17 thoughts on “Free Speech Is “One Size Fits All”

  1. Robert

    Would it be too non-woke to suggest that students at Williams should take an economics course in order to learn that driving down the value of their already not-very-valuable liberal arts degree is a bad idea?

  2. phv3773

    Undergrads gonna undergrad. When my son was at Williams, the fight was over giving an honorary degree to Prime Minister Goh Chok-Tong of Singapore. Causes change by disputation endureth.

  3. DaveL

    Technically, the acronym for “Coalition Against Racist Education Now” would be CAREN. And she probably wants to speak with your manager.

      1. Grant

        And here I thought that you could tell a bad group (or bad law) by how labored the acronym is.

  4. CLS

    While Hanlon’s Razor generally applies in these situations, is there a point when we need to view these outrage mobs as student power grabs? Evergreen State was a prime example of the mob controlling the actions of campus administration. It’s not hard to see students who already think they’re marginalized or oppressed use that victim status as a club to get more control over colleges.

    Regardless, I don’t think the fight for free speech is over just yet.
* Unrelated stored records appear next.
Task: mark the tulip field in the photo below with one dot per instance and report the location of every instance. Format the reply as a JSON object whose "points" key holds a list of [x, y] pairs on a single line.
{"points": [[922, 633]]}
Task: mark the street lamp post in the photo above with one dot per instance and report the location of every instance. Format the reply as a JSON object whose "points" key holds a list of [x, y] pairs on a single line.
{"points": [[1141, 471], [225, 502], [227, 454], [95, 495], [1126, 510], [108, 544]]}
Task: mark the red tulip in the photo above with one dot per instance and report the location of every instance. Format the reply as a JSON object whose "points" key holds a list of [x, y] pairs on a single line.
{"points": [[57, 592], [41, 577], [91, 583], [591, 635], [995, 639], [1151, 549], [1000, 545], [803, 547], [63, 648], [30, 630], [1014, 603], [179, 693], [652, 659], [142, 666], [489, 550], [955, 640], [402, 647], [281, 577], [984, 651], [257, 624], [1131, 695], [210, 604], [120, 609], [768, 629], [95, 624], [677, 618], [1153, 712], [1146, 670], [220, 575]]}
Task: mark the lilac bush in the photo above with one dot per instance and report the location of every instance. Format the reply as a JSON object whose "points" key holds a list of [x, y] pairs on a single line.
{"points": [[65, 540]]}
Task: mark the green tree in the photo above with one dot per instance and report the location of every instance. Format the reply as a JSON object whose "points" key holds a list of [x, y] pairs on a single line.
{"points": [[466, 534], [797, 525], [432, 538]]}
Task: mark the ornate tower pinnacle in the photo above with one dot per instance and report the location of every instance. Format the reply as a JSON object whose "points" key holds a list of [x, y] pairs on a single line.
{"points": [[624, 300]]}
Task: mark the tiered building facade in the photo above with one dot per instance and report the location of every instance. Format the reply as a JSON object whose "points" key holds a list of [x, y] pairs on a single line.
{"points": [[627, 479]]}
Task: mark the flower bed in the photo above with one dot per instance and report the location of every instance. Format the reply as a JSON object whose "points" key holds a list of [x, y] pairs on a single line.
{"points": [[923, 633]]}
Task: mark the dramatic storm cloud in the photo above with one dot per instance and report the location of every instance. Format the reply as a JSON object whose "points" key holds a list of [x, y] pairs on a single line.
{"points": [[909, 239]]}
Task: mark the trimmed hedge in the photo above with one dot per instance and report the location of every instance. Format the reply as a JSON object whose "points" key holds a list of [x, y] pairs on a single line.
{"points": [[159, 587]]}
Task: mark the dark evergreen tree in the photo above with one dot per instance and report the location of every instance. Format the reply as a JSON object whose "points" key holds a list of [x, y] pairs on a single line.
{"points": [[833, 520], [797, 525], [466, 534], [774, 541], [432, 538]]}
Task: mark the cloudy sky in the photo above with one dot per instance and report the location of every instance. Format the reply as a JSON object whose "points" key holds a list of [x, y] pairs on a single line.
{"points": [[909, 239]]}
CARE Now is one of the stupidest acronyms I’ve seen in ages. Anyone could come up with better activist group names in a matter of hours.

  5. C. Dove

    Having attended Eugene Lang College in the mid-90s, I can attest that the seeds of the Great Awokening go back much farther than 2014.

    What we have here is more than a failure to communicate but the failure to teach (and grasp) critical thinking.
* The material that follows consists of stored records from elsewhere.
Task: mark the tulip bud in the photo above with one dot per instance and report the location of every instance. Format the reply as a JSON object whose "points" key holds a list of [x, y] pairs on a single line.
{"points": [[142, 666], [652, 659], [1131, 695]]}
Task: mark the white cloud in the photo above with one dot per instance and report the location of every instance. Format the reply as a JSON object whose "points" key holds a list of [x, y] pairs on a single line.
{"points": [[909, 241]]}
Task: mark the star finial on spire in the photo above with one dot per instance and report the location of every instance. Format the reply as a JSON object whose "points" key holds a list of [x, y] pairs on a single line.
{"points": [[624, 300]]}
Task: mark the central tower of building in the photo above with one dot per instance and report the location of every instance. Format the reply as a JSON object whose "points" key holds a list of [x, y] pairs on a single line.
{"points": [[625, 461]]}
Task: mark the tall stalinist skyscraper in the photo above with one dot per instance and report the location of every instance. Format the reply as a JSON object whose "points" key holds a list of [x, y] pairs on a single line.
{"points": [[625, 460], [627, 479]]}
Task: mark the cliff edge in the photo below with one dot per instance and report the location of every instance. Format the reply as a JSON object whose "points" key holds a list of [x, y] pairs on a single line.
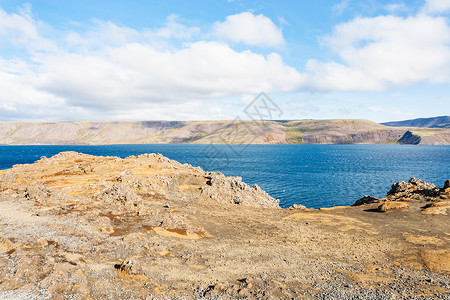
{"points": [[76, 225]]}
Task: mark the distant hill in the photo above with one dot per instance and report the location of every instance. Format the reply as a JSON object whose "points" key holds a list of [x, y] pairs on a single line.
{"points": [[436, 122], [218, 132]]}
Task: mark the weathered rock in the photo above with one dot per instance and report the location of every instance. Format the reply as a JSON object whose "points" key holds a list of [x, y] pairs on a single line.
{"points": [[409, 139], [367, 199], [413, 185], [392, 205]]}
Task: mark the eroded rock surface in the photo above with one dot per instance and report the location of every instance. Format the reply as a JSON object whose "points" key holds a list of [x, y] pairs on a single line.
{"points": [[80, 226]]}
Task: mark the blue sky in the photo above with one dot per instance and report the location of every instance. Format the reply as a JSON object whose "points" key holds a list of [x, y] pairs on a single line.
{"points": [[206, 60]]}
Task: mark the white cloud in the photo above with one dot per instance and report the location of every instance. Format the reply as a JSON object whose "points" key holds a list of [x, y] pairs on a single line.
{"points": [[436, 6], [113, 72], [396, 7], [340, 7], [377, 53], [250, 29]]}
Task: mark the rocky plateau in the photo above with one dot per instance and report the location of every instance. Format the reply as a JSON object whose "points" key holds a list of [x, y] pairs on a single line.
{"points": [[76, 226]]}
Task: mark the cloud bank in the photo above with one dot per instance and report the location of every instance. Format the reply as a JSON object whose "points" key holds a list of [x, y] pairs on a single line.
{"points": [[113, 72]]}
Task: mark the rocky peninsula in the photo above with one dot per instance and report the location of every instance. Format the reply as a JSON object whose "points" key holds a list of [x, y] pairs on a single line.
{"points": [[87, 227]]}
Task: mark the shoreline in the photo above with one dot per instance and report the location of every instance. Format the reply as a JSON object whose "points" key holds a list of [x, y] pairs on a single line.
{"points": [[146, 225]]}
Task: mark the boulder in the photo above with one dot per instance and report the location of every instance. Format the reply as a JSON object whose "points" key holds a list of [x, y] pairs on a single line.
{"points": [[392, 205], [411, 186], [367, 199]]}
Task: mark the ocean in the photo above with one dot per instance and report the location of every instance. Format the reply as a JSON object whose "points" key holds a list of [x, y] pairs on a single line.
{"points": [[312, 175]]}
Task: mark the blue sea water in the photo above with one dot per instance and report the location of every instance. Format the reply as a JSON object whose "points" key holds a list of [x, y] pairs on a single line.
{"points": [[312, 175]]}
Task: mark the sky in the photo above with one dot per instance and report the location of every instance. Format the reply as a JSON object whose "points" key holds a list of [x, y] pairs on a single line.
{"points": [[111, 60]]}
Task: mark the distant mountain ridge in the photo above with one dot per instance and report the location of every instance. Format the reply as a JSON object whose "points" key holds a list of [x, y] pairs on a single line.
{"points": [[217, 132], [435, 122]]}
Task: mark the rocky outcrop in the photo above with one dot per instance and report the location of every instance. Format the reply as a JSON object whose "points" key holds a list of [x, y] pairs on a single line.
{"points": [[409, 139], [147, 227], [215, 132], [414, 190], [367, 199]]}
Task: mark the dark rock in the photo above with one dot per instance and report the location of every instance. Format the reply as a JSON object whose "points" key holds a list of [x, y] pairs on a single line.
{"points": [[409, 139], [411, 186], [367, 199]]}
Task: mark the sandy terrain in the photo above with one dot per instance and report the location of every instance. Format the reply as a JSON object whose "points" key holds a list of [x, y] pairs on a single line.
{"points": [[143, 227]]}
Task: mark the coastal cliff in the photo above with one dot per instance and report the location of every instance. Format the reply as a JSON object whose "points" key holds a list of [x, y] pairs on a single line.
{"points": [[76, 225], [216, 132]]}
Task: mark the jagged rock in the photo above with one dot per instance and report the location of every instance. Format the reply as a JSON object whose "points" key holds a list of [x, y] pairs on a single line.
{"points": [[411, 186], [119, 193], [129, 267], [367, 199], [409, 139], [392, 205]]}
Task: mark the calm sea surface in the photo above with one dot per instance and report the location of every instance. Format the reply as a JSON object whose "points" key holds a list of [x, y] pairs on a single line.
{"points": [[313, 175]]}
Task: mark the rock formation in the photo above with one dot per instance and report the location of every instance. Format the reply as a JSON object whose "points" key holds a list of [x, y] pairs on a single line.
{"points": [[80, 226]]}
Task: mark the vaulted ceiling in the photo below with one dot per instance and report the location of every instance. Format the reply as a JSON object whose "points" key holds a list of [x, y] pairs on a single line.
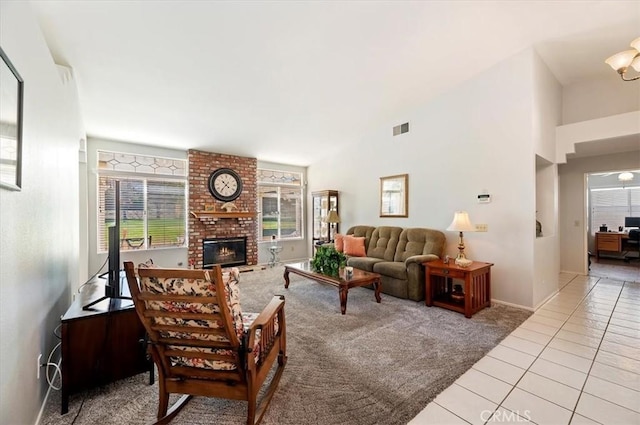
{"points": [[269, 79]]}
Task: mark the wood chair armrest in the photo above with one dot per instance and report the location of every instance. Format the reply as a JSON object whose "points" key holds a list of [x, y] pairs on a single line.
{"points": [[266, 323], [269, 312]]}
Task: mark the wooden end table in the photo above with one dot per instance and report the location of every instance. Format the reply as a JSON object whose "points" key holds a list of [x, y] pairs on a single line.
{"points": [[439, 286], [359, 278]]}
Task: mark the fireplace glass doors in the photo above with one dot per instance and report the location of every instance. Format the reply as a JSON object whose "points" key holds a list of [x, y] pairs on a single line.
{"points": [[224, 251]]}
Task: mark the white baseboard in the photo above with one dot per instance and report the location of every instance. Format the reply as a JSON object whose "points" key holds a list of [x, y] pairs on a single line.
{"points": [[493, 300], [46, 396]]}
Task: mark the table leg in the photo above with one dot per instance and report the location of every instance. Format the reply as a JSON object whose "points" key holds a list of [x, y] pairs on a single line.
{"points": [[377, 286], [343, 299], [286, 278]]}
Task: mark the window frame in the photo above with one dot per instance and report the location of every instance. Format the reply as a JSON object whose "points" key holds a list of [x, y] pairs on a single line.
{"points": [[145, 178], [296, 185], [632, 210]]}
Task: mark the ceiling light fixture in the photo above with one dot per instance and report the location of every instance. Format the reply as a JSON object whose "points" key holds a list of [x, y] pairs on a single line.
{"points": [[625, 177], [621, 62]]}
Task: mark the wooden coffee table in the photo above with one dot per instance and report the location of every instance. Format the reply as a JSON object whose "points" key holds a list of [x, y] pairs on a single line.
{"points": [[359, 278]]}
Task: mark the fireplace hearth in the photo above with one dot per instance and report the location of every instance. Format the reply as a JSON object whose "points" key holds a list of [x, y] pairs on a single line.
{"points": [[224, 251]]}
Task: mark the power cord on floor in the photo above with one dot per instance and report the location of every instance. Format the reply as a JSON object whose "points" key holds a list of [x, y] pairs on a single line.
{"points": [[56, 366], [49, 364]]}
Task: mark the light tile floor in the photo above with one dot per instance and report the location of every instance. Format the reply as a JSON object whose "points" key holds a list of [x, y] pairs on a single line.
{"points": [[576, 360]]}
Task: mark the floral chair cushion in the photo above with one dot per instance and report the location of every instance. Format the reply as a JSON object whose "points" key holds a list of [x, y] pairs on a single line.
{"points": [[205, 287]]}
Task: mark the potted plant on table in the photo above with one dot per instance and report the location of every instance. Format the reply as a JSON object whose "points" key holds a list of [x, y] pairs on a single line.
{"points": [[328, 260]]}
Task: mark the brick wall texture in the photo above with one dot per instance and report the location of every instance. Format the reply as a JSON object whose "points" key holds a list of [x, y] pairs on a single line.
{"points": [[201, 165]]}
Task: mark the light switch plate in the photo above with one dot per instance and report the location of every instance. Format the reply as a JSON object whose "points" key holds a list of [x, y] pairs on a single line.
{"points": [[482, 227]]}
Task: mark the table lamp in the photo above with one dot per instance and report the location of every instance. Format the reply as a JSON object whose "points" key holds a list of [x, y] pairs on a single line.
{"points": [[332, 218], [461, 223]]}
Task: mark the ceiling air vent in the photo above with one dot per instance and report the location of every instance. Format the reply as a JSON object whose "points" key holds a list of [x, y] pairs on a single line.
{"points": [[401, 129]]}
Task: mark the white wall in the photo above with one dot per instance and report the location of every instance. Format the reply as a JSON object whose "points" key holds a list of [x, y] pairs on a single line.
{"points": [[547, 115], [573, 245], [592, 99], [477, 136], [39, 225]]}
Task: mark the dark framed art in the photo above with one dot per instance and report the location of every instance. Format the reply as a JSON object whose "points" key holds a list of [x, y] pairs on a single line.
{"points": [[11, 106]]}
    https://youtu.be/452XjnaHr1A

  6. LocoYokel

    Am I the only one who thinks these episodes are the perfect opportunity for teaching the value of free speech?

    As in “Ok we agree, there will now be limits on free speech here, starting with yours. Sit down and shut up or you will be expelled and a notation placed in your records. Proctors, remove and get IDs from those who disobey.”

    Maybe it’s just that I’m an old (but not so much as our host), reactionary shitlord, but it seems that a few episodes of this and they may start to get the idea.

    1. Dan

      As an old boss of mine liked to say, “shoot the first one, the rest will fall in line.” But the faculties have for so long abdicated their responsibility to be the adults in the room, that I’m not sure they know how any more.